Server rebuilds index after crash, uses up all memory, dies

3,783 views
Skip to first unread message

Linas Valiukas

unread,
May 26, 2016, 4:15:17 PM5/26/16
to rabbitmq-users
Hello!

In order to try out RabbitMQ with our workload, I fired up an EC2 instance and added ~42 mil messages to one of the queues.

All the messages got added to the persistent queue just fine, but then I kill -9'ed the RabbitMQ instance to test whether it would start up after being shut down abruptly. I'm aware that the proper way to stop the server is via "rabbitmqctl stop" but I wanted to see what would happen on a system crash and such.

Now the problem is that upon startup, the server tries to rebuild the index with "rebuilding indices from scratch", apparently uses up all the memory and dies silently:

=INFO REPORT==== 26-May-2016::14:08:20 ===
Starting RabbitMQ 3.6.2 on Erlang 18.3
Copyright (C) 2007-2016 Pivotal Software, Inc.
Licensed under the MPL.  See http://www.rabbitmq.com/

=INFO REPORT==== 26-May-2016::14:08:20 ===
node           : mediacloud@localhost
home dir       : /home/ubuntu
config file(s) : /mediacloud/data/rabbitmq/rabbitmq.config
cookie hash    : 6RiAbVAbV1rGeqQ/Q2/AJQ==
log            : /mediacloud/data/rabbitmq/logs/media...@localhost.log
sasl log       : /mediacloud/data/rabbitmq/logs/media...@localhost-sasl.log
database dir   : /mediacloud/data/rabbitmq/mnesia/mediacloud@localhost

=INFO REPORT==== 26-May-2016::14:08:23 ===
Memory limit set to 1506MB of 3766MB total.

=INFO REPORT==== 26-May-2016::14:08:23 ===
Disk free limit set to 50MB

=INFO REPORT==== 26-May-2016::14:08:23 ===
Limiting to approx 65436 file handles (58890 sockets)
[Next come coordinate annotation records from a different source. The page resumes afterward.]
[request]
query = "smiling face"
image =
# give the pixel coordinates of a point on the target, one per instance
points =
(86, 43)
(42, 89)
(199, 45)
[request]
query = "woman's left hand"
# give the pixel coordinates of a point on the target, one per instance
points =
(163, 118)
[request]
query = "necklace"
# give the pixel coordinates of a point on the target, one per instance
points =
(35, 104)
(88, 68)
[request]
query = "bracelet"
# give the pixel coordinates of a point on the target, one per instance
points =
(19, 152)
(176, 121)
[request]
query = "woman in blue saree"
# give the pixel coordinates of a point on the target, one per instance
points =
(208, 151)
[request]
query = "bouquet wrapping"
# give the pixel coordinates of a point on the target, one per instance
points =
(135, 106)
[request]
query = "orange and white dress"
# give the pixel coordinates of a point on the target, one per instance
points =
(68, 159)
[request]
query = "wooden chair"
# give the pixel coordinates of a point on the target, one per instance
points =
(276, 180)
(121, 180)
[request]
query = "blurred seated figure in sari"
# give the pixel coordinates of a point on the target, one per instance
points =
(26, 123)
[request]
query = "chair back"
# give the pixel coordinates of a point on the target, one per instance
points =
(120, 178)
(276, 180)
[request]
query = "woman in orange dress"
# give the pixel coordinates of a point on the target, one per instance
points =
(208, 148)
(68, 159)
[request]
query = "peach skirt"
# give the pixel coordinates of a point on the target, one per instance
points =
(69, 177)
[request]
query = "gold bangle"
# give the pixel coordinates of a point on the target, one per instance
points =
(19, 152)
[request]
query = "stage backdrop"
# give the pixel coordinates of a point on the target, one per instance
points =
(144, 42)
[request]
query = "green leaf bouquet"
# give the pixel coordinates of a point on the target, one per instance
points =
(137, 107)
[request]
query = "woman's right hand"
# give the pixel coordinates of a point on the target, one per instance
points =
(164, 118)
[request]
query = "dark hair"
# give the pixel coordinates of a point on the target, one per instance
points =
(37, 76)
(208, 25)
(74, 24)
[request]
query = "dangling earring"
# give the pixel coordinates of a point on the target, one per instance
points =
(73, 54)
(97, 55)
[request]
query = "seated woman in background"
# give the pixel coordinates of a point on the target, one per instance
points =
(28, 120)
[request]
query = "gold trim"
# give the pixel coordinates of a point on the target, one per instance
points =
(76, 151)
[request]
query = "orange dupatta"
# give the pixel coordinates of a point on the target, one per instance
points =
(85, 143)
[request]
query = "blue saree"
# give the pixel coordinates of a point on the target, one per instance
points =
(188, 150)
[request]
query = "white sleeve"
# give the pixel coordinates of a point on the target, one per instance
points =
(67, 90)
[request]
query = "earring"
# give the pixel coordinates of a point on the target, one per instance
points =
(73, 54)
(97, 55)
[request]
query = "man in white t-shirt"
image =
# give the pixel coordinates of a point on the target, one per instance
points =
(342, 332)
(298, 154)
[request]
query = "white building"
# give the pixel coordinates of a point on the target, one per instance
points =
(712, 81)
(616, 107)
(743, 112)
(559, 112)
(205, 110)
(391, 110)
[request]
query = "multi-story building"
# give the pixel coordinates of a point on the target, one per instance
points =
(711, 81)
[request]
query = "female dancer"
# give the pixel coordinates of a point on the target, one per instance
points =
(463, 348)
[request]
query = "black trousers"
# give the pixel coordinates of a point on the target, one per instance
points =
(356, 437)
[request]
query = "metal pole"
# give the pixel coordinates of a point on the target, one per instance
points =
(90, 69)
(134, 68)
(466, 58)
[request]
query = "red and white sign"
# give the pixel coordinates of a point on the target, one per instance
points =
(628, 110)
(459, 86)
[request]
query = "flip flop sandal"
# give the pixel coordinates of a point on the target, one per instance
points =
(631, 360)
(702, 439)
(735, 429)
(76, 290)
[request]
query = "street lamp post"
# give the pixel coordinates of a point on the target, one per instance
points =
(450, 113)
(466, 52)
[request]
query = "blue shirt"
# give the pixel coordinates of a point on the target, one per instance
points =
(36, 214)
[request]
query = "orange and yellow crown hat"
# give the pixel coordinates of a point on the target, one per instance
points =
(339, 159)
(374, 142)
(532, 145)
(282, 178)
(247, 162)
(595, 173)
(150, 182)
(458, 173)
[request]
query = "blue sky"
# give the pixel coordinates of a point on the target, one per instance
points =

=INFO REPORT==== 26-May-2016::14:08:23 ===
FHC read buffering:  OFF
FHC write buffering: ON

=INFO REPORT==== 26-May-2016::14:08:23 ===
Priority queues enabled, real BQ is rabbit_variable_queue

=INFO REPORT==== 26-May-2016::14:08:23 ===
Management plugin: using rates mode 'basic'

=INFO REPORT==== 26-May-2016::14:08:23 ===
msg_store_transient: using rabbit_msg_store_ets_index to provide index

=INFO REPORT==== 26-May-2016::14:08:23 ===
msg_store_persistent: using rabbit_msg_store_ets_index to provide index

=WARNING REPORT==== 26-May-2016::14:08:23 ===
msg_store_persistent: rebuilding indices from scratch

=INFO REPORT==== 26-May-2016::14:29:05 ===
vm_memory_high_watermark set. Memory used:1868367216 allowed:1579615846

=WARNING REPORT==== 26-May-2016::14:29:05 ===
memory resource limit alarm set on node mediacloud@localhost.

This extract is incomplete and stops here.